A 10.0 W electrical heater is used to heat a container filled with 0.5 kg of water. It is found that the temperature of the water and the container rise by 3 K in 15 minutes. The container is then emptied, dried, and filled with 2 kg of an oil. It is now observed that the same heater raises the temperature of the container-oil system by 2 K in 20 minutes. Assuming no other heat losses in any of the processes, the specific heat capacity of the oil is

To find the specific heat capacity of the oil, we can follow these steps: ### Step 1: Calculate the heat supplied by the heater when heating water The power of the heater is given as 10 W. The time for which it heats the water is 15 minutes.

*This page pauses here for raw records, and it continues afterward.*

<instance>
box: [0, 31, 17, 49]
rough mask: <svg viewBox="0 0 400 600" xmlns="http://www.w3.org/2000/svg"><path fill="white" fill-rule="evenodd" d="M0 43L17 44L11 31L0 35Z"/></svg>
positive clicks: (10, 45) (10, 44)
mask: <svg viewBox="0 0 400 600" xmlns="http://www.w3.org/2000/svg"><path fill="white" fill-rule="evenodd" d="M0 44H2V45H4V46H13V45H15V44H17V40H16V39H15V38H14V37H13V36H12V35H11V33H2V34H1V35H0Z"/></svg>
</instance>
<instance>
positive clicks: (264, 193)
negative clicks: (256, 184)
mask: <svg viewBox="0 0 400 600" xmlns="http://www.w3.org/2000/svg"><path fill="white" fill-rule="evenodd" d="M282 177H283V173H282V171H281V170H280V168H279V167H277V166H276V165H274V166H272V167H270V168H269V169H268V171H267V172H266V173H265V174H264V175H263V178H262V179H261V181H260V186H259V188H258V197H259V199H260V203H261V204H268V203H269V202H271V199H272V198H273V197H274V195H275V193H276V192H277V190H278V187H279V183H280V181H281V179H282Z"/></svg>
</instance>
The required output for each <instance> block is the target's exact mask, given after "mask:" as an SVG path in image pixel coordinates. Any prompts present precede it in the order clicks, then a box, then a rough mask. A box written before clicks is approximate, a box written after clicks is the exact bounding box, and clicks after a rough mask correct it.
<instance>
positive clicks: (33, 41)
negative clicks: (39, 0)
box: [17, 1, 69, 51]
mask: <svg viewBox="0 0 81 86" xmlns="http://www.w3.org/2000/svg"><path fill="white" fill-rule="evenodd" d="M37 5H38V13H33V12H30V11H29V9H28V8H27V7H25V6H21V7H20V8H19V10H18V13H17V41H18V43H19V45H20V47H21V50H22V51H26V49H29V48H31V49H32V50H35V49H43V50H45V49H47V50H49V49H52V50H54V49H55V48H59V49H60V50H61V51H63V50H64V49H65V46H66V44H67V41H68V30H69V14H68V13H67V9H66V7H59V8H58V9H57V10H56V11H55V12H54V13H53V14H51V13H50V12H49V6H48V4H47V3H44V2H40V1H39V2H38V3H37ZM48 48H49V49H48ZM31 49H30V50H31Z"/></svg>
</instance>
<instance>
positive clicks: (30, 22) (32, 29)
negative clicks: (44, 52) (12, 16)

We need to convert this time into seconds: \[ \text{Time} = 15 \text{ minutes} \times 60 \text{ seconds/minute} = 900 \text{ seconds} \] The heat supplied \( Q \) by the heater can be calculated using the formula: \[ Q = \text{Power} \times \text{Time} = 10 \text{ W} \times 900 \text{ s} = 9000 \text{ J} \] ### Step 2: Set up the equation for the water and container The heat supplied to the water and the container is used to raise their temperature. The change in temperature is given as 3 K. Let \( m_c \) be the mass of the container and \( s_c \) be the specific heat capacity of the container. The equation for heat absorbed can be expressed as: \[ Q = m_c s_c \Delta T + m_w s_w \Delta T \] Where: - \( m_w = 0.5 \text{ kg} \) (mass of water) - \( s_w = 4200 \text{ J/kg·K} \) (specific heat capacity of water) - \( \Delta T = 3 \text{ K} \) Substituting the values: \[ 9000 = m_c s_c (3) + (0.5)(4200)(3) \] Calculating the heat absorbed by the water: \[ 9000 = m_c s_c (3) + 6300 \] Rearranging gives: \[ m_c s_c (3) = 9000 - 6300 = 2700 \] Thus: \[ m_c s_c = \frac{2700}{3} = 900 \text{ J/K} \] ### Step 3: Calculate the heat supplied when heating oil Now, the container is filled with 2 kg of oil, and the heater raises the temperature by 2 K in 20 minutes. First, convert the time: \[ \text{Time} = 20 \text{ minutes} \times 60 \text{ seconds/minute} = 1200 \text{ seconds} \] The heat supplied by the heater is: \[ Q = 10 \text{ W} \times 1200 \text{ s} = 12000 \text{ J} \] ### Step 4: Set up the equation for the oil and container Using the same heat equation: \[ Q = m_c s_c (2) + m_o s_o (2) \] Where: - \( m_o = 2 \text{ kg} \) (mass of oil) - \( s_o \) is the specific heat capacity of the oil. Substituting the known values: \[ 12000 = m_c s_c (2) + (2)(s_o)(2) \] Substituting \( m_c s_c = 900 \): \[ 12000 = 900(2) + 4s_o \] Calculating: \[ 12000 = 1800 + 4s_o \] Rearranging gives: \[ 4s_o = 12000 - 1800 = 10200 \] Thus: \[ s_o = \frac{10200}{4} = 2550 \text{ J/kg·K} \] ### Final Answer The specific heat capacity of the oil is: \[ s_o = 2550 \text{ J/kg·K} \]